A denominada «Lei Relvas» impôs uma redução significativa das freguesias, que passaram de 4260 para 3092. A verdade é que, 11 anos após a agregação das freguesias, a proclamada eficiência é incerta. A única certeza que temos é que muitas populações saíram prejudicadas por uma decisão arbitrária que não teve em conta a sua vontade nem a realidade dos territórios.

Os estudos e dados disponíveis não demonstram um impacto significativo nas contas públicas. Pelo contrário, várias análises sugerem que os benefícios esperados não se materializaram de forma robusta.

A título de exemplo, uma investigação sobre o Município de Serpa [1] revelou que a Reorganização Administrativa do Território das Freguesias (RATF) não gerou poupanças efetivas relevantes nem otimizou significativamente a eficiência, contrariamente ao esperado. Outros estudos indicam precisamente o mesmo: a redução do número de freguesias não representou qualquer aumento da eficiência na gestão dos municípios.[2]

O único impacto verdadeiramente significativo ocorreu no seio das comunidades locais. A agregação afastou cada vez mais as pessoas dos espaços de debate político. Enquanto anteriormente o Presidente da Junta era o seu vizinho, uma pessoa com a qual cresceram ou que viram crescer, com quem participaram nas mesmas associações ou grupos recreativos e partilharam laços identitários, a verdade é que essa ligação ficou comprometida, bem como a identificação histórica, cultural e social de muitas comunidades.

Para quem reduz o seu mundo a meia dúzia de ruas dos grandes centros urbanos, a questão da identidade comunitária pode parecer algo démodé, antiquado, obsoleto, ou mesmo possidónio, e percebo que seja difícil entender o sentimento destas populações, daí que considere que a arrogância universalista devesse procurar fazer algo mais do que reduzir a desagregação a um aumento de «tachos».

Este grupo fala de «tachos» nas freguesias em discussão, como se estivéssemos perante uma grande conspiração por parte dos partidos políticos com alguma representatividade territorial para que um grupo de pessoas passe a ganhar senhas de presença no valor de quase 15 euros, quatro ou cinco vezes por ano.

A desagregação é a oportunidade de corrigir um erro do passado, restaurar a proximidade entre a administração local e os cidadãos e cidadãs, e potencialmente melhorar a eficiência da gestão pública de uma forma mais alinhada com as necessidades e identidades locais.

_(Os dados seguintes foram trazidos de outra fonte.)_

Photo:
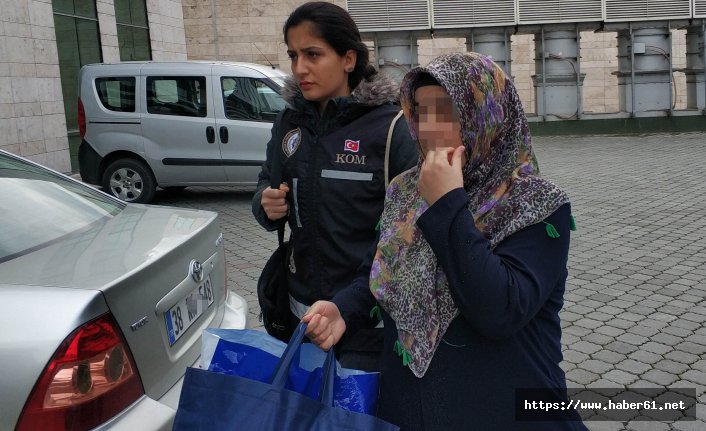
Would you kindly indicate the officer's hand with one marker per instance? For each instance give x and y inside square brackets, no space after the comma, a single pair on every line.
[274,202]
[325,324]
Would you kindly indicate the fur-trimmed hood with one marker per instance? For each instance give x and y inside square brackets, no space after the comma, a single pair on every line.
[379,90]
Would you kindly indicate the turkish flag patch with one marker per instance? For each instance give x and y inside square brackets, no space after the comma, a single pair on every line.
[351,145]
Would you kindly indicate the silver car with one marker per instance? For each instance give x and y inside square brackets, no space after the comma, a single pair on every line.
[102,303]
[156,124]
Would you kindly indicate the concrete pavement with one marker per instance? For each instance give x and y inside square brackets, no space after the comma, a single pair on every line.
[635,304]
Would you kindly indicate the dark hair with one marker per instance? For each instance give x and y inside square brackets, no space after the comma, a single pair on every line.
[333,24]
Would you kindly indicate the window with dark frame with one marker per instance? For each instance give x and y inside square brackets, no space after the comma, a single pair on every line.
[78,43]
[133,30]
[177,95]
[117,93]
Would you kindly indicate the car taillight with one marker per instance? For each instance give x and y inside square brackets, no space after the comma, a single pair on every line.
[91,377]
[81,119]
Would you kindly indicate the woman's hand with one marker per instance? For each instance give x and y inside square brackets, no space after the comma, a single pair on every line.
[274,202]
[442,171]
[326,326]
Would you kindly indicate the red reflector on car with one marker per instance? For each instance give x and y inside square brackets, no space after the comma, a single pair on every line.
[91,378]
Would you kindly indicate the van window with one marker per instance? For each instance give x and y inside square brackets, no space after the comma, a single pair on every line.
[250,99]
[117,93]
[177,95]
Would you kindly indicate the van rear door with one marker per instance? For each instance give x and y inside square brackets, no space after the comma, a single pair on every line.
[246,105]
[178,124]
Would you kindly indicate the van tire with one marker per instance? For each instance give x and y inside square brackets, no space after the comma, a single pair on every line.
[129,180]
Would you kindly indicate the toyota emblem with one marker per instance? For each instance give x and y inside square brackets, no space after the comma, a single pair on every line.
[196,270]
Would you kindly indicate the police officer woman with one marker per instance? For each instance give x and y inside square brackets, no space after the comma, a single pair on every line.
[332,141]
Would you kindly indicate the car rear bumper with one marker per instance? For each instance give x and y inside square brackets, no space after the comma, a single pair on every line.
[147,414]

Embora possa implicar novos custos administrativos iniciais, a desagregação pode levar a uma distribuição mais equitativa e eficaz dos recursos, além de fortalecer a democracia local e a participação cidadã.

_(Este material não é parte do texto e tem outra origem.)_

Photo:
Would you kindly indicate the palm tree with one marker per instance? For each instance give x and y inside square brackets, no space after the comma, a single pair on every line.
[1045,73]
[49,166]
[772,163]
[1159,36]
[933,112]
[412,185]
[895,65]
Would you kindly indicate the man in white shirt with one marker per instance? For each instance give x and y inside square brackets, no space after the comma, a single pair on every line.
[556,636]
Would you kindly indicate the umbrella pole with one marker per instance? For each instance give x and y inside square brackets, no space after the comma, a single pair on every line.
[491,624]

A Iniciativa Liberal foi o único partido a votar contra o relatório que aprovava 123 processos de desagregação de freguesias, enquanto os demais partidos votaram a favor, com exceção do Chega, que se absteve.

Estranho seria se a IL tivesse votado de forma contrária. Votar a favor da desagregação das freguesias seria um ato de contrição ideológico que a IL não está disposta a fazer. Seria assumir que, afinal, nem sempre é positivo cortar sem critério em nome de uma eficiência que nunca se materializa.

Pode ser que a IL tenha como resolução de Ano Novo abandonar este dogma. Falar com pessoas das freguesias desagregadas talvez possa ajudar nesse processo.

[1] Catarina Filipa Abraços Faquinéu et al., “Reorganização Administrativa Do Território Das Freguesias: Balanço Da Primeira Grande Reforma Territorial Num Portugal Democrático-Caso de Estudo Das Freguesias Do Município de Serpa (2013-2021),” n.d.

[2] Margarida Pereira et al., “Administrative Reform of Portuguese Civil Parishes 2013 Reflections from the Case of the Algarve,” Cidades, no. 47 (December 1, 2023): 140–57, https://doi.org/10.15847/cct.27923.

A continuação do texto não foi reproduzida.